Abstract

The World Health Organization represents a unique focus of health for countries, particularly in the developing world, and its mission has been to emphasize the importance of primary health care throughout the world. Perhaps less appreciated is the fact that this effort has been supported in the past 10 years by a series of special programs designed to develop new tools and strategies, or “interventions,” ultimately to improve the primary health care effort. This requires new tools, new tools require new knowledge, and new knowledge requires research.
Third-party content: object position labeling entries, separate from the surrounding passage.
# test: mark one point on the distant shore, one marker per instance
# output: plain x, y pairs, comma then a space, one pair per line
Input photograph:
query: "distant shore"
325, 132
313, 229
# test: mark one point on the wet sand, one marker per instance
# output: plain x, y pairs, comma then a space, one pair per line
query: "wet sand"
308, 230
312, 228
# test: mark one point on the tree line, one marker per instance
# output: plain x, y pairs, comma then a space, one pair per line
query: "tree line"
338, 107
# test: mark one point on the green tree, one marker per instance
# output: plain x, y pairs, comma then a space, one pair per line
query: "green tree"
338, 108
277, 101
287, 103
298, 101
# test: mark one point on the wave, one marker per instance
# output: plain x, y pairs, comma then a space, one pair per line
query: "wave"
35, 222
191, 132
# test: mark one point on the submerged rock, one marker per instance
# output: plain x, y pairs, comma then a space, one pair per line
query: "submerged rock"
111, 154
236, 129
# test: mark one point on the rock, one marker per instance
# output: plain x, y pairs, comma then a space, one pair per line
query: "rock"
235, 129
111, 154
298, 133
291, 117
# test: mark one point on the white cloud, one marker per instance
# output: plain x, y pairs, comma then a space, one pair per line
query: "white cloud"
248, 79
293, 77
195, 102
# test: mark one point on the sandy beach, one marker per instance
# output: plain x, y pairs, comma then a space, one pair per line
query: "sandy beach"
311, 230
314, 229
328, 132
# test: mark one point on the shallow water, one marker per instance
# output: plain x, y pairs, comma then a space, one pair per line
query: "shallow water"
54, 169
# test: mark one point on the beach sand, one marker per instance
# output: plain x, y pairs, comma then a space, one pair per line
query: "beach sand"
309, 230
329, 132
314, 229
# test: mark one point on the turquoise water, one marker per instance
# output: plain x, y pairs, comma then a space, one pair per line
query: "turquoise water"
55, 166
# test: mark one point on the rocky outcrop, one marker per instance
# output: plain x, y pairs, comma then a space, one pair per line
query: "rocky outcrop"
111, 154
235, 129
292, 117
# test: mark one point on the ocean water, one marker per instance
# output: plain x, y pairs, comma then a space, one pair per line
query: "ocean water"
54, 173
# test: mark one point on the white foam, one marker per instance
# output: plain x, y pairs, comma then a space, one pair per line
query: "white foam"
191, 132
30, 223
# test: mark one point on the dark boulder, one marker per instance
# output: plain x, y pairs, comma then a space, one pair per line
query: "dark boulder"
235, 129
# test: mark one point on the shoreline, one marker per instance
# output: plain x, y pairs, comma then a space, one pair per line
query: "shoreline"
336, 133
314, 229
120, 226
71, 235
To the question of how relevant research is likely to be to the practical goals of an international organization like WHO, let me remind you that it is precisely research that made it possible to discard the enormously expensive “iron lungs” used for poliomyelitis victims, and to develop effective and inexpensive vaccines to prevent the disease.The aims of the Special Programme for Research and Training in Tropical Diseases (TDR), as is implicit from its title, is two‐fold. In an area poorly served by research priorities in the developed nations, one aim is to establish through research and development new weapons against tropical and parasitic diseases primarily in the developing world. The second objective is the training and strengthening of biomedical research capability in tropical countries. Under the leadership of WHO'S Director General, Dr. Halfdan Mahler, and now Dr. H. Nakajima, and my predecessor, Dr. Adetokunbo Lucas, we have tried to build up a strong scientific program, not so much to be measured in financial resources, but in human resources. Scientists from all over the world, fieldworkers, sympathetic officials in ministries of health, development experts, and a dedicated WHO Secretariat have all given generously of their knowledge and time to this program and have dedicated major portions of their activities to problems of tropical diseases. The program started with a scientific approach to six major diseases—malaria, schistosomiasis, trypanosomiasis, leishmaniasis, filariasis and leprosy—and was intent on bringing the most advanced knowledge of immunology, pharmacology and epidemiology to the tropical diseases. The program is now moving to encompass areas ranging from molecular biology and biotechnology to field research and applications to control. The challenge remains.